Carbohydrate intake is beneficial before exercise to increase performance and after exercise to restore muscle glycogen. There is no specific recommendation for patients with cirrhosis; however, the suggested carbohydrate intake for general population performing exercise ranges from 5 to 7 g/kg, whereas for athletes, the range is 8–10 g/kg. This could translate to extra 30–80 g/d, depending on the duration and type of exercise.14
Supplementation during exercise
Selecting a snack or supplement for exercising patients depends on the goal of the exercise program, especially whether weight loss is a desired outcome or not and depending on the presence and degree of sarcopenia.

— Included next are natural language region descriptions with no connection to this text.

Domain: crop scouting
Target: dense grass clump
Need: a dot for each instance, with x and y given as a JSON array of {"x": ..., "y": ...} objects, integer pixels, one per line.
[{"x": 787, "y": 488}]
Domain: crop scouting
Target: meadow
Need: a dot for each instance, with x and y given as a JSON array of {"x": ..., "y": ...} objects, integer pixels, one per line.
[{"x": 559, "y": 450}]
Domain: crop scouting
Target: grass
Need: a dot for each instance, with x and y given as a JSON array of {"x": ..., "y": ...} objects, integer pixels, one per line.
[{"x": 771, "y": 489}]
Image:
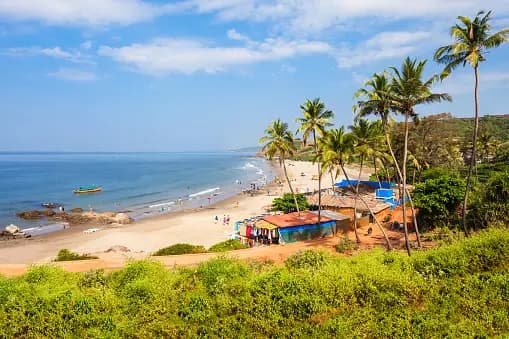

For most patients, the combination of protein and carbohydrate intake would be recommended, as it helps to achieve greater endurance, muscle hypertrophy, faster exercise recovery, and reduction in muscle damage compared to the effects observed with protein or carbohydrates alone. This combination can be provided either as a food snack or through the inclusion of nutritional supplements.15
In patients with obesity where the goal is to achieve weight loss with muscle mass preservation or increase, the inclusion of powder protein modules is the best option for maintaining and gaining muscle mass without increasing energy intake.
Muscle cramps
Muscle cramps are a frequent complaint in patients with cirrhosis. Although the evidence is still limited, certain nutritional strategies may help reduce both the frequency and intensity of these cramps. Ensuring adequate hydration, especially during physical activity, is essential to prevent muscle cramps. Additionally, dietary interventions such as zinc supplementation (440 mg zinc sulfate) and BCAAs (6–12 g/d) have shown to reduce or resolve muscle cramps, and a recent study found that pickle juice is effective in reducing the severity of muscle cramps.17,18
CONCLUSIONS
A multidisciplinary approach is essential in the management of cirrhosis. The aim of nutritional therapy is to supply adequate energy, macronutrients, and micronutrients to improve sarcopenia and functional status, to help manage complications, and to enhance exercise interventions.
Acknowledgments
CONFLICTS OF INTEREST
The author has no conflicts to report.
Footnotes
Abbreviations: AASLD, American Association for the Study of Liver Diseases; ASPEN, American Society for Parenteral and Enteral Nutrition; BCAA, branched-chain amino acids; EASL, European Association for the Study of the Liver; EN, enteral nutrition; ESPEN, European Society for Clinical Nutrition and Metabolism.